Mas a sensação paradisíaca logo ameaçou se dissipar. Isabel se viu diante do mecânico do carro, observando o seu olhar dissimulado enquanto tentava explicar que havia trocado uma peça, mas que, misteriosamente, não tinha a antiga nem a nota para comprovar a compra. Em silêncio, receosa de estragar a beleza daquele dia com uma desavença, pagou o valor exorbitante pedido. Devolveram a grade e voltaram ao mundo de asfalto e concreto, veículos e construções, no qual estavam inseridas as pessoas que Deus queria que servissem.

Ao chegaram na entrada do prédio, os guardas se espantaram com as gargalhadas dos ocupantes do carro quando Isabel, em vão, tentou abaixar a janela para passar o cartão – novamente, o vidro não baixava! – Nem vou ficar com raiva, declarou Isabel. – Sem querer, aquele homem horrível foi um instrumento celestial para me dar um lindo dia. Confessou que o pane me deixou frustrada mas, no fim, tenho que reconhecer que fui superabençoada! Sorrindo, Glorinha aventurou – Mamãe, vamos consertar o vidro perto do Playcenter, amanhã…

Elizabeth Zekveld Portela
Publicado na SAF em Revista, 3º Trimestre / 2003

(Notas de rodapé que não aparecem no texto do site)
1. Simba Safara: hoje Zôo Safari.
2. Ebony e Ivory: Cantado por Paul McCartney e Stevie Wonder, 1982
3. Todos somos um em Cristo Jesus: Gálatas 3.28
4. Enquanto tivermos oportunidade, façamos o bem a todos: Gálatas 6.10
5. Livro citado: Que Árvore é Aquela? Jean Irwin Smith, Editora Terceiro Nome, 1986, reeditado em 2001.
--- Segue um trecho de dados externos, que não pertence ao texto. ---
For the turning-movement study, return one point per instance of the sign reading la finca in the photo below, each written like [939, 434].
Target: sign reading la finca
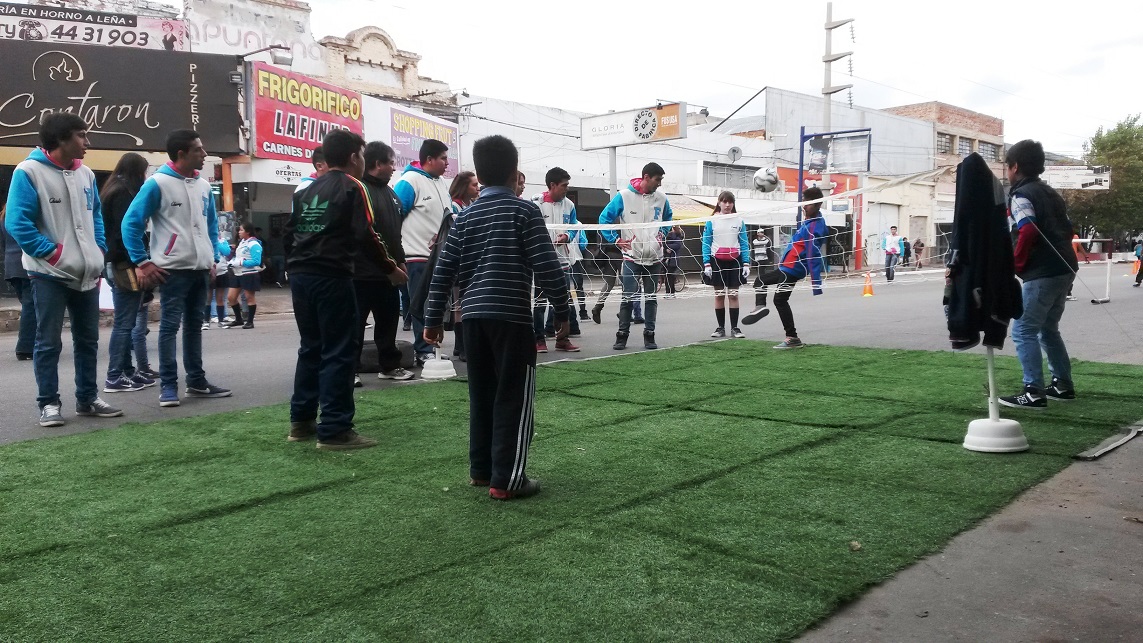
[648, 125]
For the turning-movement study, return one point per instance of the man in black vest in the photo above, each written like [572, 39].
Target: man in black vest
[1046, 264]
[375, 294]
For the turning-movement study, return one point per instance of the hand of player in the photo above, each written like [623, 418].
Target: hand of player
[150, 275]
[398, 276]
[433, 335]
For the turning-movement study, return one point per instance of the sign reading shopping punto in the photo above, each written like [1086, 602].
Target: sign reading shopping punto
[294, 112]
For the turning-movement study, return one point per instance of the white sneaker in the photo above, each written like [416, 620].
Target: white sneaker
[397, 374]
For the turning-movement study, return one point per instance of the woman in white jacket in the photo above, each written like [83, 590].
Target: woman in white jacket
[246, 266]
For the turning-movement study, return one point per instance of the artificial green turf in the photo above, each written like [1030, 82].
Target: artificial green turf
[705, 492]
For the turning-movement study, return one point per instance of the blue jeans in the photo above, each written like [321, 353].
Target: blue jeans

SUGESTÕES PARA MEDITAÇÃO E/OU ATIVIDADES
1. No livro de Jó, especialmente nos capítulos 12, 40 e 41, Jó e Deus comentam como o poder e grandeza de Deus são refletidas na fauna daquela época. Medite na resposta de Jó no capítulo 42, listando as maneiras em que foi afetado o seu relacionamento com Deus.
2. Leia o que José falou em Gênesis 50.20 (e 45.1-8). Olhando os eventos das últimas semanas, alguma vez você conseguiu descansar na providência de Deus quando as coisas não saíram como planejadas. Qual foi o resultado?
3. Você já visitou o parque botânico ou zoológico na sua cidade, para apreciar o que tem sido preservado da beleza e da diversidade da natureza que nosso Deus criou? Já pensou em acompanhar seus filhos ou netos para conhecê-lo. Ou em fazer um passeio lá com seu grupo de SAF?